New Bedford SourceLink offers connections to technology business incubators, advanced entrepreneur support organizations, credible think tanks and research organizations, and other industry-specific resources – such as offshore wind and aquaculture – designed to encourage innovation. Through our matchmaking functionality, we strongly believe that these enterprises and entrepreneurs are more likely to interact at the opportune moment, and in turn drive innovation. Connecting businesses and creating opportunities is the name of the game!

PBN: What industries do you hope will benefit most from this now-centralized resource?

SILVA: The New Bedford entrepreneurial ecosystem began to take shape about six years ago. We have added program partners such as Groundwork, EforAll, the Co-Creative Center, the NB Creative Consortium, the New Bedford Ocean Cluster, and [University of Massachusetts Dartmouth] to help us lead the charge in the effort to support the ecosystem. With those partners came new investments, facilities, programs, events and, of course, more entrepreneurs – lots more entrepreneurs!

We now have something we have never had before in New Bedford: the beginnings of a community of hundreds of entrepreneurs centered on maritime innovation, arts and culture, and Main Street businesses.

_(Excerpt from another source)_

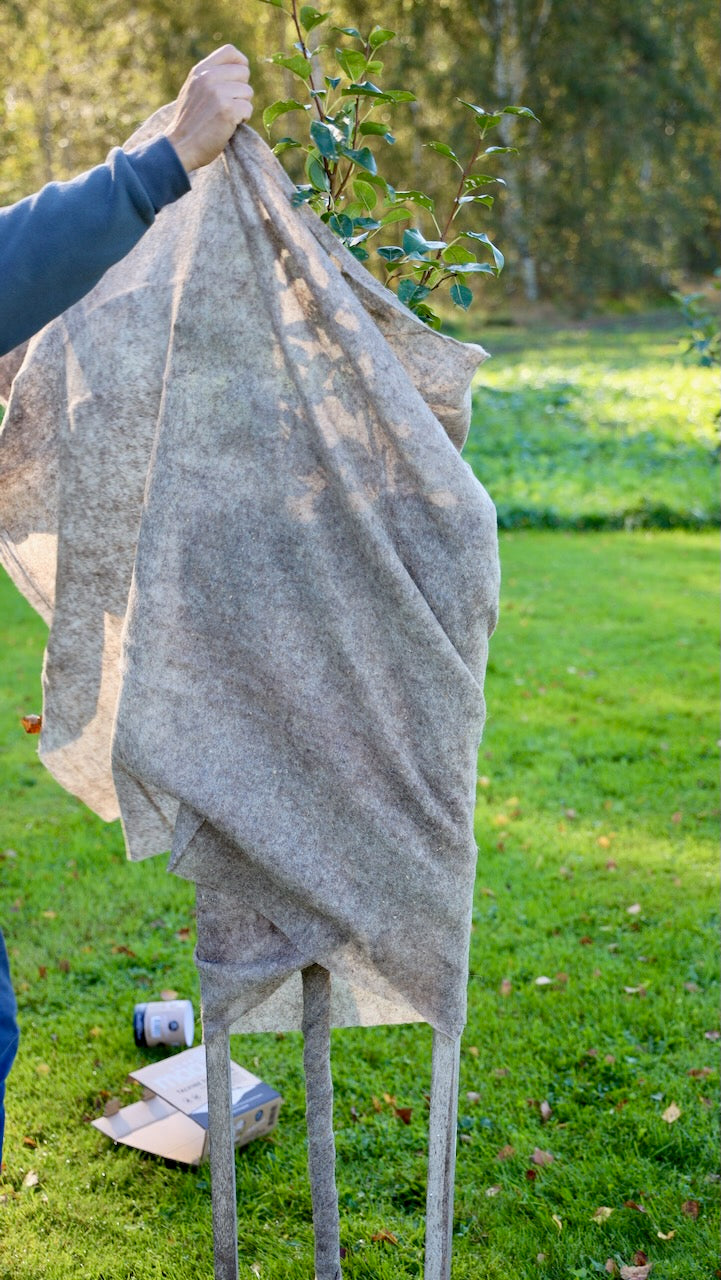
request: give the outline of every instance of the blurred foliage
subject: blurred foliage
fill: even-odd
[[[719,231],[719,41],[711,0],[338,0],[339,22],[398,32],[388,83],[418,101],[394,123],[389,181],[440,194],[474,124],[456,99],[527,103],[542,124],[504,121],[520,154],[487,231],[504,246],[497,292],[598,300],[666,295],[711,271]],[[3,0],[0,201],[97,163],[172,98],[189,67],[232,41],[250,56],[256,127],[293,96],[269,59],[284,15],[258,0]],[[382,119],[382,115],[379,115]],[[528,127],[525,127],[528,125]]]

The strong creative economy has been building momentum for years, with artists contributing to a vibrant downtown. We have long enjoyed an active, working waterfront with America’s No. 1 fishing port, and now we are seeing exciting new developments in offshore wind and the blue economy at large. There is also a new entrepreneurial community emerging, and a growing number of remote workers are choosing to settle in New Bedford. Our Main Street shops have remained a major player in local tourism, culture and community.

These three sectors are the main pillars of our entrepreneurial ecosystem and are positioned to see exponential growth from this new resource. On their own, they were building great momentum, but with this strategic structure in place, we’re anticipating an unstoppable force.

Susan Shalhoub is a PBN contributing writer.